Grüne wollen ihre Schwäche im Osten überwinden
Vor den Wahlen in Brandenburg, Thüringen und Sachsen wirbt die Partei für „neue Gemeinsamkeit in Deutschland“
FRANKFURT/ODER (dpa) - Es ist kalt und grau und nass, aber auf dieses Bild will die Grünen-Spitze nicht verzichten: Die Stadtbrücke in Frankfurt an der Oder verbindet Deutschland und Polen, aber sie fühlt sich nicht nach Grenze an. Dass die Stadt sich mit dem polnischen Slubice den Nahverkehr und die Wärmeversorgung teilt, ist für Grünen-Chefin Annalena Baerbock ein Beispiel, wie es funktionieren kann – auch in einer ostdeutschen Stadt, die nach dem Mauerfall Zehntausende Einwohner verloren hat.

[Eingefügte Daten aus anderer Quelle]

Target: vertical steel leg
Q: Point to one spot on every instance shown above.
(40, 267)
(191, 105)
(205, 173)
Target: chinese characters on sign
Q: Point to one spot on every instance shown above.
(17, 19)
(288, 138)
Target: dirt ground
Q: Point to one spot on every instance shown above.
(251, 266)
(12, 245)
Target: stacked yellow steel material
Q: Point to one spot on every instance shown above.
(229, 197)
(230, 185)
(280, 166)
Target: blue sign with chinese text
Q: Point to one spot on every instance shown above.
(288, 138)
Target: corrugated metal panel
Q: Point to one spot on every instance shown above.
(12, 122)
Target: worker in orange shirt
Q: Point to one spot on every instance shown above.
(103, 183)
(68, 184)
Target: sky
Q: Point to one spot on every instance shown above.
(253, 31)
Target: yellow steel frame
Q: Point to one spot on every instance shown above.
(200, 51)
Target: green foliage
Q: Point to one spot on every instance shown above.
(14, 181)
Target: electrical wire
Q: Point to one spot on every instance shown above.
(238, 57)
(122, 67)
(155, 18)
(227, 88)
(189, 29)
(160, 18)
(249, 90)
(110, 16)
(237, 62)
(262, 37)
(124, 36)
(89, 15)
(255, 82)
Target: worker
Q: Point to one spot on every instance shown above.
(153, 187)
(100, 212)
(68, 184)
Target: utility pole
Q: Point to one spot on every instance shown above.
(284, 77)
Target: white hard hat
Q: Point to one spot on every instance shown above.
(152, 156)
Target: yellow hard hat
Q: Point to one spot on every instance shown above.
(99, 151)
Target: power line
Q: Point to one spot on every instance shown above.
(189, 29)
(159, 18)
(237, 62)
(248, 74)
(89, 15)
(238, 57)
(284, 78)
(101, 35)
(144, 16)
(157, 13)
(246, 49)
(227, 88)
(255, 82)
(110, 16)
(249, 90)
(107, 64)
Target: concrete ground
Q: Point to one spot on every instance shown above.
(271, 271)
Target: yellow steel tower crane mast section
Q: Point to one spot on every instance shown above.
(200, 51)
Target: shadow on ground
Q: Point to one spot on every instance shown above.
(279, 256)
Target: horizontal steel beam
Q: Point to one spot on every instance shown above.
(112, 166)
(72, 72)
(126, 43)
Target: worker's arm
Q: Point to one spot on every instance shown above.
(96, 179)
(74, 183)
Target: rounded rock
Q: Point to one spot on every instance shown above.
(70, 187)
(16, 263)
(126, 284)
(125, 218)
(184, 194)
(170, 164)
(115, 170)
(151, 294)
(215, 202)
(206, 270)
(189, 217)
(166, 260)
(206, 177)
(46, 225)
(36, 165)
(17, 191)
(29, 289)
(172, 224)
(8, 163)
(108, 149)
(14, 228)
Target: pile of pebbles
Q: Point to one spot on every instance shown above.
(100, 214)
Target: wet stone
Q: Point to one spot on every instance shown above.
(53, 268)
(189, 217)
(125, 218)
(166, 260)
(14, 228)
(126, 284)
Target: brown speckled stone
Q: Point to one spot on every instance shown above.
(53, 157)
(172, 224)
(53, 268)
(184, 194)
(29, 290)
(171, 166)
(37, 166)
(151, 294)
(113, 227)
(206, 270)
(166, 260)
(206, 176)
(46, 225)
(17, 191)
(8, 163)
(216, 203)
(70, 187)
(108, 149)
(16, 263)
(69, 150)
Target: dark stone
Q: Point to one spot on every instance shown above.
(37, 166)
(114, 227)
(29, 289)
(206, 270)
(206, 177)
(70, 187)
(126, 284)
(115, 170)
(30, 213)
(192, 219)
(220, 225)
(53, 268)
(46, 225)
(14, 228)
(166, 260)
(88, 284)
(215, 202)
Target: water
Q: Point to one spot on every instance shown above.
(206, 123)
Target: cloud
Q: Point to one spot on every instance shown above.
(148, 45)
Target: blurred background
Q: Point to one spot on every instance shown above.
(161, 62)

Auf der Brücke stehen Baerbock, Co-Parteichef Robert Habeck und ihre Kollegen mit Schildern, auf denen „Freiheit“steht und „Demokratie“. Der Grünen-Vorstand ist zu einer zweitägigen Klausur angereist, um eine positive Erzählung zu suchen. Nicht nur für die Europawahl im Mai, sondern auch schon für die Landtagswahlen in Brandenburg, Sachsen und Thüringen in diesem Herbst. Im Osten tut die Partei sich schwer. Bei der Bundestagswahl im Herbst 2017 kamen sie in Brandenburg auf fünf Prozent der Zweitstimmen, in Thüringen und Sachsen noch weniger.
Aber jetzt machen die Umfragewerte Hoffnung. Neun Prozent in Sachsen, in Thüringen und Brandenburg sogar zwölf. Für Ost-Verhältnisse ist das sensationell. Der grüne Höhenflug hebt auch die Werte im Osten.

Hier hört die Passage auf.